The Inspection is performed in accordance with the Standards of Practice of Ontario Association of Home Inspectors (OAHI). Clients sometimes assume that a home inspection will include many things that are beyond the scope. We encourage you to read the Standards of Practice so that you clearly understand what things are included in the home inspection.We inspect the major systems of the house. These include the Roof, Exterior, Structure, Electrical, Heating, Cooling, Plumbing, Insulation, and Interior. Our goal is to identify any existing major problems that would affect a typical buyer’s decision to purchase. Here are example items included in the standard home inspection:

  • Foundations
  • Floor structures
  • Walls & vertical supports
  • Roof coverings & ceilings
  • Vegetation, grading & drainage
  • Retaining walls
  • Drain, waste & plumbing venting
  • Drainage & piping
  • Interior including walls, ceilings,
  • floors, doors & windows
  • Structure

  • Driveways, patios and walkways
  • Decks, balconies, porches and railings
  • Wall cladding, flashing, trim,
  • eaves, soffits & fascia
  • Exterior doors and windows
  • Water supply distribution
  • Fixtures & faucets
  • Water heating
  • Attics
  • Fireplaces
  • Gutters & downspouts
  • Heating & Air conditioning
  • Chimneys & venting
  • Electrical wiring, devices, equipment & fixtures
  • Thermal insulation
  • Air ventilation
  • Steps, stairways & landings
  • Installed counter tops & cabinets
  • Garage doors & operators
  • Crawl Spaces

Home Inspection Process
  • What is included in the fee?
    • Complete home inspection conducted by an experienced professional.
    • Comprehensive written home inspection report
    • Technical support for as long as you own your home
  • Can I follow along?

Definitely. We encourage you to attend. The inspection is a valuable learning experience for most home buyers.

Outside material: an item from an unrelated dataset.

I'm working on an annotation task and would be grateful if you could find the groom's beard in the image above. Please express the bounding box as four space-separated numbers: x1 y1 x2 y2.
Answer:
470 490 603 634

  • Do I have to take notes?

You don’t have to take notes during the inspection. We will document everything in a written report. It’s much better to follow the inspector through, listening to his comments to make sure you understand. It’s also a great opportunity to ask questions and to clarify anything that confuses you.

  • Can I ask questions?

Absolutely! You may want to bring some questions that you have regarding the home. You should also feel free to stop the inspector and ask questions as you go. If the inspector’s comments or explanations are not clear, please ask for further explanation.

  • What should I wear?

You should dress comfortably and be prepared to spend roughly 2 1/2 hours walking through the home with the inspector. You won’t have to climb on the roof or go into the attic, so your clothes won’t get dirty.

  • Can I bring my family?

We do not recommend you bringing your family; this is a technical evaluation, and you should focus on the inspector’s comments – the fewer distractions, the better.

  • Do I get a written report? When?

You do receive a written report. It would be unfair to ask you to remember all of the things we cover during a home inspection. The report includes a summary of the condition of the home and details on all the major systems of the home. It is delivered within 24 hours after the inspection.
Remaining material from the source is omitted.